L’Export Manager professionista dovrà aver maturato un background in marketing o economia e un’ottima conoscenza delle lingue. I professionisti del settore vantano anche la padronanza delle forme contrattuali internazionali e l’inclinazione alla vendita. Per svolgere al meglio l’incarico, accompagnano l’export Manager delle competenze trasversali: la passione per i viaggi, l’apertura mentale, la capacità di mediazione, la comprensione delle dinamiche, delle forme comunicative e naturalmente la cura attenta del cliente.
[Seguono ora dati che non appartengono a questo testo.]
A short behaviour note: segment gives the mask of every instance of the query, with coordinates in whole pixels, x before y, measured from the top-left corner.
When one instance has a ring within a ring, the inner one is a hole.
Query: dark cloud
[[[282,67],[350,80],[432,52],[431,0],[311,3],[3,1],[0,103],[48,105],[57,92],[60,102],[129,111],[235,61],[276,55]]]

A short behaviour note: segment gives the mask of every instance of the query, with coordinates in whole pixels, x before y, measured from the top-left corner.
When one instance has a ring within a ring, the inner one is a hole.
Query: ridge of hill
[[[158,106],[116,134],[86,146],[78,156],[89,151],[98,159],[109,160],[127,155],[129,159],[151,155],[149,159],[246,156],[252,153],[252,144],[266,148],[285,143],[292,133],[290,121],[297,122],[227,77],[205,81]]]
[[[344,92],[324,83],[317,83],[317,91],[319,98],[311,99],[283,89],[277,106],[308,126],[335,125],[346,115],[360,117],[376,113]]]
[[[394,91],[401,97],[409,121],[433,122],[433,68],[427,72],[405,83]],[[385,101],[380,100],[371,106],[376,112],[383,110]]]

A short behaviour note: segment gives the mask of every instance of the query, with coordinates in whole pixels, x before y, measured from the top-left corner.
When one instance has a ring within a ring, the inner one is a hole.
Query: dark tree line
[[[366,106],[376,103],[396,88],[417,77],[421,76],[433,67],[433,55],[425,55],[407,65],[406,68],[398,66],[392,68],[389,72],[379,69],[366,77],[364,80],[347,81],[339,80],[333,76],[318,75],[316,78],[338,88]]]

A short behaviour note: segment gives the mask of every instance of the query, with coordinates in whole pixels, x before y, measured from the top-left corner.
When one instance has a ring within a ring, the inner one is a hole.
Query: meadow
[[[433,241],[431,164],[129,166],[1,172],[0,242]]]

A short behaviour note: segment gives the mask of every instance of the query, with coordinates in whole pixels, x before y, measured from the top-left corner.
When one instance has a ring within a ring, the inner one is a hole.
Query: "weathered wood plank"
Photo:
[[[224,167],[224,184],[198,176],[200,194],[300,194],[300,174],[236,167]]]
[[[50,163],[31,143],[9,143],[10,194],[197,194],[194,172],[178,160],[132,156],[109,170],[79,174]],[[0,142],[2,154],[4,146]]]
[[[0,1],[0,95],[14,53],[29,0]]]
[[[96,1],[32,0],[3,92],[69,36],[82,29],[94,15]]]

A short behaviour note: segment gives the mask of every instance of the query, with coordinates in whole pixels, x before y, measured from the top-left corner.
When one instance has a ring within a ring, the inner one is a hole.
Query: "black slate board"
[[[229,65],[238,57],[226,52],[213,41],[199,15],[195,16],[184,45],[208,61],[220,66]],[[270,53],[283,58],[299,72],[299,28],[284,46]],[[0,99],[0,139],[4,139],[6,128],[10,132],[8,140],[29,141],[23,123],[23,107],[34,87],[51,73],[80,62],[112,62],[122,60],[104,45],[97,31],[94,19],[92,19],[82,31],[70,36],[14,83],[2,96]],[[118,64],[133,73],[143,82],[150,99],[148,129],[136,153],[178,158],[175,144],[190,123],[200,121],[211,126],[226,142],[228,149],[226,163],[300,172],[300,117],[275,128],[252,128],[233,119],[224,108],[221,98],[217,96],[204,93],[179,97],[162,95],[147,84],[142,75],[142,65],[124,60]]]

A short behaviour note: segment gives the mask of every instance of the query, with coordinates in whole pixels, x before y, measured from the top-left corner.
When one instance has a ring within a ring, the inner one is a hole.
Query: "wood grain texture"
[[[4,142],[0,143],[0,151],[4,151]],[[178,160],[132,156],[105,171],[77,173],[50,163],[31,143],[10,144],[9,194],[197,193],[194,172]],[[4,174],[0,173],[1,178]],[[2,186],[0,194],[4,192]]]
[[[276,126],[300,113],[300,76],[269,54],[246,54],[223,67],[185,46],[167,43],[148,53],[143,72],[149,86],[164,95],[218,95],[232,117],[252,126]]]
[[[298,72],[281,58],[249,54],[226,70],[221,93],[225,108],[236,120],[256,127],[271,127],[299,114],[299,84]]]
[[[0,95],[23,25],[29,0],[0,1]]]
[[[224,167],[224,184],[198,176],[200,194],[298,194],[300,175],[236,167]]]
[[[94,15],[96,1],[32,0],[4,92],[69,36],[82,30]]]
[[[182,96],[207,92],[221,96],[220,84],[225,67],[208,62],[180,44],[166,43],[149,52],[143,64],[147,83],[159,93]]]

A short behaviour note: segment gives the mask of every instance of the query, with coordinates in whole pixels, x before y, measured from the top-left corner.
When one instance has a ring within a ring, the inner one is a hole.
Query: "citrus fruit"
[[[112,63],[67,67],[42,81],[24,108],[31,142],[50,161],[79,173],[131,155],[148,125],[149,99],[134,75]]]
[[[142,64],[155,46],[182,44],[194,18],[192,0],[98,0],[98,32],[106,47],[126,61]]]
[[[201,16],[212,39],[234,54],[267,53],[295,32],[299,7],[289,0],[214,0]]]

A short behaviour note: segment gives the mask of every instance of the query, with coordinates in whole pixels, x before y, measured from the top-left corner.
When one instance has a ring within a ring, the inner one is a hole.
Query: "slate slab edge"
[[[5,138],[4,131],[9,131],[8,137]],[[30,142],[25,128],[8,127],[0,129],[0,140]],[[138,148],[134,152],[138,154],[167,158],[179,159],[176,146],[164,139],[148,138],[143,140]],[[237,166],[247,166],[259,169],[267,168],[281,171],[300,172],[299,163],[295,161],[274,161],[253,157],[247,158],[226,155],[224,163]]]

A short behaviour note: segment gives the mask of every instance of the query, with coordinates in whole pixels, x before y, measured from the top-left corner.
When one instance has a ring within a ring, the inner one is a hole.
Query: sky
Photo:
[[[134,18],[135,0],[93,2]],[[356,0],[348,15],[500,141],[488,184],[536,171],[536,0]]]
I professionisti del settore Export devono affrontare quotidianamente le problematiche a livello di internazionalizzazione sia a livello giuridico che strategico-finanziario. Quindi è richiesta loro una approfondita conoscenza sui processi, le strategie e modelli di business internazionale. A corredo ci sarà anche una preparazione approfondita sui mercati internazionali e sugli aspetti giuridici e fiscali che sono alla base del commercio internazionale.

Come opera l’Export manager

L’Export Manager si trova ad operare nello scenario Economico Internazionale ed a gestire i cambiamenti, a volte molto complessi, che avvengono in esso. Per supportare l’azienda in questo contesto deve attuare delle strategie di Marketing Internazionale mirate. Mette anche in atto le tecniche di commercio estero apprese durante la sua esperienza che riguardano la contrattualistica, la fiscalità e i trasporti. Tra le attività che un Export Manager deve gestire c’è anche l’Organizzazione aziendale e la direzione dell’Ufficio Export, i finanziamenti rivolti alle PMI e il Business Plan.

Differenza tra Export Manager e Development Manager

Bisogna fare attenzione a non confondere queste due figure professionali specifiche. Il Business Development Manager è colui che, all’interno dell’azienda, avrà il compito di sviluppare percorsi e contatti mirati allo sviluppo del Business ed alla crescita economica. Tutto questo all’interno dei confini nazionali. Il Developer Manager solitamente ha grandi competenze sviluppate nell’ambito del Marketing e vanta un’ottima capacità di analisi. Tra i suoi compiti principali vi è:

  • l’interpretazione dell’andamento del Mercato
  • studiare e prevedere le possibili mosse dei competitors.